On Feb 6, 2008 4:37 AM, Reinoud Elhorst <[EMAIL PROTECTED]> wrote:
> Now, I assume this will only work if there is some information on the
> gadget-server on the "request URLs" for
> http://www.example.com/something(since no discovery is in oAuth at the
> moment). In addition, it should have
> a consumer id (or be able to obtain one).

What I'd like to see: service providers support automatic registration
of containers in gadgets for consumer keys.  I've written up a
proposal for how automated consumer registration could work:
http://groups.google.com/group/oauth-extensions/t/bdd87bc7de25867c.
Either the container or the gadget server would provide the consumer
identification URL.

What I think will happen: manual registration of consumer keys on both
the service provider and container side, until hopefully this becomes
popular enough that automatic registration is needed.

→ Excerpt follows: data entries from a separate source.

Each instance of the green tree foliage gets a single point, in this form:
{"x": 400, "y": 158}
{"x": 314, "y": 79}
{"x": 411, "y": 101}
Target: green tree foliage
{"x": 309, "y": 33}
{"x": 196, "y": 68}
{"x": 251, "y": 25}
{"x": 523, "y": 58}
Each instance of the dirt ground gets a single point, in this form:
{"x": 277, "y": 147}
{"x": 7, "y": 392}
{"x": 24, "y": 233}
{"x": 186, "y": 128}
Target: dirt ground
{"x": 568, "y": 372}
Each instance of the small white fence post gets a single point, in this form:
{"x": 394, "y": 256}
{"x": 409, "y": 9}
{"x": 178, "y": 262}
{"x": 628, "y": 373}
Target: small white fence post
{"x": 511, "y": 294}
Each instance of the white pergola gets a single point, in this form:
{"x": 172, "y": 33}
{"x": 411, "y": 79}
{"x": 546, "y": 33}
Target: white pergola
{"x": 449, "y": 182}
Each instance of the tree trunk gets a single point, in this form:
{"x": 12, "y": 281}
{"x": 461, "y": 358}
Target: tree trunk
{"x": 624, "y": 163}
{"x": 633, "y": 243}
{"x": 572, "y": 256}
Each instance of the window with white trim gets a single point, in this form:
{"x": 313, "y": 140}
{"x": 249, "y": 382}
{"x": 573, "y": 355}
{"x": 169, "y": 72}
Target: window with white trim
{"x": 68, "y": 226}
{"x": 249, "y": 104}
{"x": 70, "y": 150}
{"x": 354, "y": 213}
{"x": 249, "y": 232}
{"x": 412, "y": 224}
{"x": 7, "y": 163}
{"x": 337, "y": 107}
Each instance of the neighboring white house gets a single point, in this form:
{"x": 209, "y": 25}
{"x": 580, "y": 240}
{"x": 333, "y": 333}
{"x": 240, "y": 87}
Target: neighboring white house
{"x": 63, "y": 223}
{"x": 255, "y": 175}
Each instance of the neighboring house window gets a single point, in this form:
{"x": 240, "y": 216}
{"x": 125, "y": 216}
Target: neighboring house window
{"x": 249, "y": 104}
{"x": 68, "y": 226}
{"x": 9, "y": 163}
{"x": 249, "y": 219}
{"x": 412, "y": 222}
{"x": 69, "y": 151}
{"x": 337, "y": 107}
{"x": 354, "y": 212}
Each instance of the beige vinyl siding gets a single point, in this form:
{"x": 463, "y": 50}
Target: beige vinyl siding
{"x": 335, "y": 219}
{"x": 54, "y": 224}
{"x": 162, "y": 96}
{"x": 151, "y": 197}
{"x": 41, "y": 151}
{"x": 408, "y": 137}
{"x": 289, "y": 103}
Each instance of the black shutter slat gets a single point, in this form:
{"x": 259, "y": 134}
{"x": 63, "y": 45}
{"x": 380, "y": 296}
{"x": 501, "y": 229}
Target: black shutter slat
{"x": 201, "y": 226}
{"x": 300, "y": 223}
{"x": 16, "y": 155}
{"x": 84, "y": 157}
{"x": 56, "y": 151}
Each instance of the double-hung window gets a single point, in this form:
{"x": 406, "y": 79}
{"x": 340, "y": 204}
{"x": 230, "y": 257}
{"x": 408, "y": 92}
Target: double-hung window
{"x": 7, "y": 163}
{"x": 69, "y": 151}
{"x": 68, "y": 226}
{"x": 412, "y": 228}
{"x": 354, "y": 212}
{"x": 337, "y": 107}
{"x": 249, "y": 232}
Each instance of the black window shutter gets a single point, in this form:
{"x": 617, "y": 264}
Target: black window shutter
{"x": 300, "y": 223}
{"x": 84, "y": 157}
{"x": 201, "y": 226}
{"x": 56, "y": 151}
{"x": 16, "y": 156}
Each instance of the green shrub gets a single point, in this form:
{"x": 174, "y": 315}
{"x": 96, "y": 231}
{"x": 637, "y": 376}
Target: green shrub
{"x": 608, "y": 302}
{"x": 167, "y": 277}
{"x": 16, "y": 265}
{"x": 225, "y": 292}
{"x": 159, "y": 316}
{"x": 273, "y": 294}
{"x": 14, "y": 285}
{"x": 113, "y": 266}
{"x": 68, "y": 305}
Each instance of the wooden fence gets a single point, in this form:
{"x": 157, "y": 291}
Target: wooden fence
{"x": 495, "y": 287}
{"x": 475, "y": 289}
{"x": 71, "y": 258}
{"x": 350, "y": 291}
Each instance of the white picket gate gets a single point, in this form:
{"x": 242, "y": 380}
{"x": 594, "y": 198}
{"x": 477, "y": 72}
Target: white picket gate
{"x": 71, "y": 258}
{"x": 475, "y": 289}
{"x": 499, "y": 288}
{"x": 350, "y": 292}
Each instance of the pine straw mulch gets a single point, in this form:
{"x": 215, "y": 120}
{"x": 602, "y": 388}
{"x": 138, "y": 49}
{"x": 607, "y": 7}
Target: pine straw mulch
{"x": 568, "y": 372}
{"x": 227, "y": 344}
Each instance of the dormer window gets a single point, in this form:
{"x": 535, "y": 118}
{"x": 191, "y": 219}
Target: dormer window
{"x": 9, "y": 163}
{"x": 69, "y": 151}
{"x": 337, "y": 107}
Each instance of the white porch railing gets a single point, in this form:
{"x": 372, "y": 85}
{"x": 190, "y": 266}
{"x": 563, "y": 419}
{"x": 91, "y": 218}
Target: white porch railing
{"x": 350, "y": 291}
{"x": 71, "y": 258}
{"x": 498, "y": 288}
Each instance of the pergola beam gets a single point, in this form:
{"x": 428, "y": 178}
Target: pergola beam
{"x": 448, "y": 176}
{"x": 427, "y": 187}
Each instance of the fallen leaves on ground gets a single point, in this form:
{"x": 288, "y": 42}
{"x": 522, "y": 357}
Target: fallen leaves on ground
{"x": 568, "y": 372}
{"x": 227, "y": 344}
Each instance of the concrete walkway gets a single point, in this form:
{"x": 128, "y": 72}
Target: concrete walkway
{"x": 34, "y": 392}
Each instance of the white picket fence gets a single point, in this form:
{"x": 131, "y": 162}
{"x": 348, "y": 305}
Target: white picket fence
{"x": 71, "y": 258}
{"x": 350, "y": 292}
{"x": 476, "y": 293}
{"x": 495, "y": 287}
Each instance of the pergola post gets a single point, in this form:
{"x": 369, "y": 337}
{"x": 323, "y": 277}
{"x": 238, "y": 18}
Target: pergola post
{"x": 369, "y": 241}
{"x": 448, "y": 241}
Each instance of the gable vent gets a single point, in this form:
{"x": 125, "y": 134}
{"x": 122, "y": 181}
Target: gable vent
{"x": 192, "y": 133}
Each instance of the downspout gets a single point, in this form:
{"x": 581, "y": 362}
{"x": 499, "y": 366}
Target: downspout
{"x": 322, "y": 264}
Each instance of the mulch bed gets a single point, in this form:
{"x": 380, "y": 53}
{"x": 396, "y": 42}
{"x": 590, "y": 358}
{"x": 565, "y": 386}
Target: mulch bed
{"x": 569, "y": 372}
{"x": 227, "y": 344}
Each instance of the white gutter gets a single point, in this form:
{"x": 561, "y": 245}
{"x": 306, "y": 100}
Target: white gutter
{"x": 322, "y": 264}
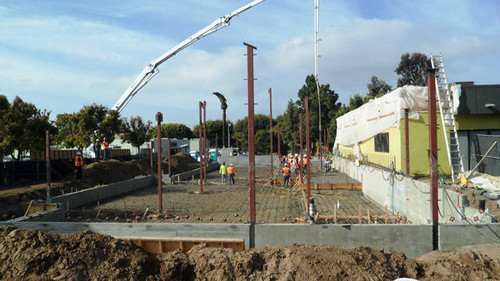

> This also seems to be the
> only part where Shindig needs any sort of persistent
> storage (except the caching), and possibly shared storage (to be able to 
> cancel
> accestokens, I guess). I think that initially I'd be happy to have
> only a minimal implementation

I think there's more than one way to make this work, and I agree that
signed fetch is more important in the short term.  I'd like to see two
options for Shindig, one where the container and the gadget server
share backend data stores, another where they don't.  For the case
where they do share data stores, I hope my patch to SHINDIG-35 serves
as a starting point for the interface.  For the case where there is no
shared storage, maybe an IFPC implementation would work?

For example, maybe something like this for signed fetch:
- gadgets.io.makeRequest intercepts requests with AUTHORIZATION:
SIGNED and performs an IFPC call back to the container with the
makeRequest data.
- the container HTML forwards the request to the container HTTP server
with XHR, which then signs the request and returns the signed version.
- the container HTML performs an IFPC back into the gadget.
gadgets.io.makeRequest then forwards the signed request to the gadget
server proxy, which fetches the data.

An IFPC based implementation of full OAuth would be a pain, but it
could probably be done.  Maybe a starting point for Shindig would be
to support two scenarios:

shared storage: implement a java interface to your app data stores,
and you get both signed fetch and OAuth.
no shared storage: implement signing in your container, and Shindig
will use IFPC to do the signing.  No support for full OAuth.